Rectorial election 2021

Rectorial Election 2021

General 

Every four years, Rectorial elections are held in the spring. Professors from various disciplines, faculties and groups then compete against each other. Not only your student advisor, professors or assistants have the right to vote. As students, we can help determine the outcome of this battle! But how does it all work? And what does the role that these candidates aspire to actually entail? We will tell you all about it in the run-up to the elections. Keep an eye on this page regularly to stay fully informed, because you too will have the opportunity to make your voice heard!

The importance of the Student Vote

The last Rectorial election (2016-2017) was a close race. Professor Sels won with 50.58% from incumbent Rector Professor Torfs. With a difference of less than two percentage points, the outcome of the battle was determined. This means that a small group can make a big difference! Especially as students, we can have a deciding vote if we organize properly. After all, we represent around 10% of the vote. For candidates, it is therefore important to have fans in each of the voting groups.
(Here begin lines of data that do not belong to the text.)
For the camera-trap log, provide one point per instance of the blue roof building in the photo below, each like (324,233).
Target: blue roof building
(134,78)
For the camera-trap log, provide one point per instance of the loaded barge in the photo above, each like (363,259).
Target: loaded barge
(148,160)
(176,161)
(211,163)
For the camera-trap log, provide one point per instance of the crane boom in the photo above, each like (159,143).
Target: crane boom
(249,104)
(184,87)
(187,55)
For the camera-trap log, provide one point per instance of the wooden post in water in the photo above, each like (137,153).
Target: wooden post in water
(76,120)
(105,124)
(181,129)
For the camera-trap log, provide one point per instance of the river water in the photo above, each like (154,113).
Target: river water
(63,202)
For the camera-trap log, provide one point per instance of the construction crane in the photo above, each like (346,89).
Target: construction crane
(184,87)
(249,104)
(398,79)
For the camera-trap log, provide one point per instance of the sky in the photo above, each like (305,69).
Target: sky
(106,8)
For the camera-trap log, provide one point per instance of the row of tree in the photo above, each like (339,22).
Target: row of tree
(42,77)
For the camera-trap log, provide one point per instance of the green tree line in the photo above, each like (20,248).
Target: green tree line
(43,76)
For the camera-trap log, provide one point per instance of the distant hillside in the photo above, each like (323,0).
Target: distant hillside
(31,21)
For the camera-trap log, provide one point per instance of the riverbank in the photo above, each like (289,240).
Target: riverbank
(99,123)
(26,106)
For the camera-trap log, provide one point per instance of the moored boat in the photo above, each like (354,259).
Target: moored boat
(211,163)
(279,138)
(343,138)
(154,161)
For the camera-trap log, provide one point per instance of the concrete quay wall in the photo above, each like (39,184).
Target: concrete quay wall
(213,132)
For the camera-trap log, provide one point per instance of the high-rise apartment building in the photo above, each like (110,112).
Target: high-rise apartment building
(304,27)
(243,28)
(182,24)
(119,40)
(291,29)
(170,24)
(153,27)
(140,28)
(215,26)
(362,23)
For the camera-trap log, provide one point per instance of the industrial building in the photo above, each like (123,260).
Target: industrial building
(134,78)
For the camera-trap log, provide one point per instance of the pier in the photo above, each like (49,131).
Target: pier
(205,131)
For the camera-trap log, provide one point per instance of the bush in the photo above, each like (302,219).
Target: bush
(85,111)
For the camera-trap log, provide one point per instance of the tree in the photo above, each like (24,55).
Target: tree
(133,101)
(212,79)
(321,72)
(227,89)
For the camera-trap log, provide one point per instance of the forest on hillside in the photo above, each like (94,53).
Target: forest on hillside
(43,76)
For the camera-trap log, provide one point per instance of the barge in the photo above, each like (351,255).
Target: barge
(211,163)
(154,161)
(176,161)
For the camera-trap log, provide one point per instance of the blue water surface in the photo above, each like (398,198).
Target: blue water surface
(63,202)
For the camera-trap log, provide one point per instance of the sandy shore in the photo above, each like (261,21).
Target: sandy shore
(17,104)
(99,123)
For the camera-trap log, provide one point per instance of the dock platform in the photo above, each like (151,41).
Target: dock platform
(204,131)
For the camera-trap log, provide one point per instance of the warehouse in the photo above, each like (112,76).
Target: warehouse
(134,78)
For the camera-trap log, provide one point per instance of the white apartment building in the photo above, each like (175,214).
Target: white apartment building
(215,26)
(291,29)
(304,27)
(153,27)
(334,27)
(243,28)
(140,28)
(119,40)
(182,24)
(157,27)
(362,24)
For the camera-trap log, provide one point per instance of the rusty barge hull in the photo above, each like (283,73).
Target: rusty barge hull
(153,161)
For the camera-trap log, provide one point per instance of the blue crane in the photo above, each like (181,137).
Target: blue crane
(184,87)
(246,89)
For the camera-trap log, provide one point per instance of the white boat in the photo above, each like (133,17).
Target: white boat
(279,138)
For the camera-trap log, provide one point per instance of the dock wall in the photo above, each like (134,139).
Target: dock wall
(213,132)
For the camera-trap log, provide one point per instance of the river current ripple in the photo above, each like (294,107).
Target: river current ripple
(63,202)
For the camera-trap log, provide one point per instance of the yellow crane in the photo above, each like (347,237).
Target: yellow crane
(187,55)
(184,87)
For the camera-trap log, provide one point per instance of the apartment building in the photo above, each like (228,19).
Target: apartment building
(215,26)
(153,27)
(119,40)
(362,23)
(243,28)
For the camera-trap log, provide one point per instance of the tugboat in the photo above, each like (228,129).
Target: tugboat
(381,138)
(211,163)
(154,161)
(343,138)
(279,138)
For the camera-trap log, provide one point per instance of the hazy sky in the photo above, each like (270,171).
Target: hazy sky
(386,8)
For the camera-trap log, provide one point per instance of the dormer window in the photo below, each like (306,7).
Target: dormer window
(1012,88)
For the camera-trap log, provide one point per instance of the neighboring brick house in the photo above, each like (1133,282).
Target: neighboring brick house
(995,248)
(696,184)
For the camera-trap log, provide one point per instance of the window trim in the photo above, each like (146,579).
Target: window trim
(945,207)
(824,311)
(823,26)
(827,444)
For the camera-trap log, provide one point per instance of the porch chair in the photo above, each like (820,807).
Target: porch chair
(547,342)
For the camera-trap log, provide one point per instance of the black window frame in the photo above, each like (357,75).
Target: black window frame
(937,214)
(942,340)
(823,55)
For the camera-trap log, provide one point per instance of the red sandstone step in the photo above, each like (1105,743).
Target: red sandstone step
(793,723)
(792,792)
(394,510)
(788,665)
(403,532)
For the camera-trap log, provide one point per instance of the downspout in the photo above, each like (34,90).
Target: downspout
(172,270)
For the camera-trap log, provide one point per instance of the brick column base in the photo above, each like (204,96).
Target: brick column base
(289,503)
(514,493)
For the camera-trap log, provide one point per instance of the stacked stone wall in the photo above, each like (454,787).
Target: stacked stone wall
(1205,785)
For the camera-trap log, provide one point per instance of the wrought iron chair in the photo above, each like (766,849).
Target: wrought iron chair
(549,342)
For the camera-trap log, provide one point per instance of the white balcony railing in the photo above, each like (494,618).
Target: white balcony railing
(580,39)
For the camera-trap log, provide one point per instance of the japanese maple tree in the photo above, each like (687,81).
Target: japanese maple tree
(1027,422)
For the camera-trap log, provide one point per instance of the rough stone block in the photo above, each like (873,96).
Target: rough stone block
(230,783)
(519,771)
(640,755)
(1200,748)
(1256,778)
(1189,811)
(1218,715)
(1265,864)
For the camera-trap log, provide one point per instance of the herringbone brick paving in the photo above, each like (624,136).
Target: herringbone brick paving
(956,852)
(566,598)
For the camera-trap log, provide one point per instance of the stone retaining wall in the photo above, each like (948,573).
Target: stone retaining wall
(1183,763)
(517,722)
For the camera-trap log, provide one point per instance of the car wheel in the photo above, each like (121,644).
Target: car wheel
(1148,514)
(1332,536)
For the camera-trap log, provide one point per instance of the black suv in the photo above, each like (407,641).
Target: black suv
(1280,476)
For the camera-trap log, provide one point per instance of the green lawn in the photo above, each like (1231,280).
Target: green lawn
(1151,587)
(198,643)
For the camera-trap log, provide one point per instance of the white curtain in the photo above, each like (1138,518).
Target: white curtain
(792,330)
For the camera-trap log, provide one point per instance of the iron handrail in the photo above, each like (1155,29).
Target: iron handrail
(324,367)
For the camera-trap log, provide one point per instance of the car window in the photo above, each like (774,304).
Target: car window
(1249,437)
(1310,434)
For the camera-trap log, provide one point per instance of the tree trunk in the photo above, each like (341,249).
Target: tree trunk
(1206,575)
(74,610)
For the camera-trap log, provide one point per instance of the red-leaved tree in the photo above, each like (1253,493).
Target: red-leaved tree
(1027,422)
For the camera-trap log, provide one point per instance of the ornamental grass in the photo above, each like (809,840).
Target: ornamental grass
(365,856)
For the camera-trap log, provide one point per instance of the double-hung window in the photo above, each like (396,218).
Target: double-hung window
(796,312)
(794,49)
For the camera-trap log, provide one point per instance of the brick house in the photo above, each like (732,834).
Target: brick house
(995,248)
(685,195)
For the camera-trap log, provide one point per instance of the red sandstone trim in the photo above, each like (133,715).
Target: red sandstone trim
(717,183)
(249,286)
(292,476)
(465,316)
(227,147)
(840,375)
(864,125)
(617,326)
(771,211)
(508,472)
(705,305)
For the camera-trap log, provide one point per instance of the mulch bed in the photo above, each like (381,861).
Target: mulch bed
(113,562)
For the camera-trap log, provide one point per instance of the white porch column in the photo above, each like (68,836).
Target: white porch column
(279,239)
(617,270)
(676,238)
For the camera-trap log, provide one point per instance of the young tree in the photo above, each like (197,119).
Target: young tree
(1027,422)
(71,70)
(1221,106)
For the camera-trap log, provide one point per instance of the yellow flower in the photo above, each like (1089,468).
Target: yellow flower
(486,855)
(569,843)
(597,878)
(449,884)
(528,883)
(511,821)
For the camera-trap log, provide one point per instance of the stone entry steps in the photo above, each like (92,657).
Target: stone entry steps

Rectorial election debates
As with previous rectorial elections, Stura organises an internal ánd external debate in the weeks before the election. During these debates candidates can further explain their views and answer questions from the students. The internal debate, which will take place on Friday April 30th, is organised for the members of the General Assembly. During this debate, the GA will be able to ask all its questions. The external debate, which will take place on Monday April 26th, is intended for the wider public, which means all students of KU Leuven are invited. So keep this date free in your agenda! It is not yet certain whether the debates will be organised online or if there will be a hybrid possibility. In any case, the debates will be livestreamed, so students will be able to follow them at home or from their campus. In order to give the students who will follow online an equal opportunity to ask questions, this will be done entirely online.
The candidates
Luc Sels
Most of us already know Professor Sels, as he is the current rector. Before his mandate as rector, he was dean of the Faculty of Economics and Business from 2009 to 2017.

Jan Tytgat
Professor Tytgat – who describes himself not as an opposing candidate, but as an alternative candidate – challenges incumbent Rector Sels. He is currently head of the Toxicology and Pharmacology Department within the Faculty of Pharmaceutical Sciences.
Faculty Congresses

Every student at KU Leuven will have the opportunity to vote for the new Rector. But don’t worry, you will not have to go to the ballot box yourself. The General Assembly has chosen to work with electors, who are fairly distributed over the student numbers of the faculties. For example, the smaller faculty of Theology and Religious Studies gets 3 out of 332 electoral persons for their faculty student vote, while the faculty of Law gets 30 out of the total.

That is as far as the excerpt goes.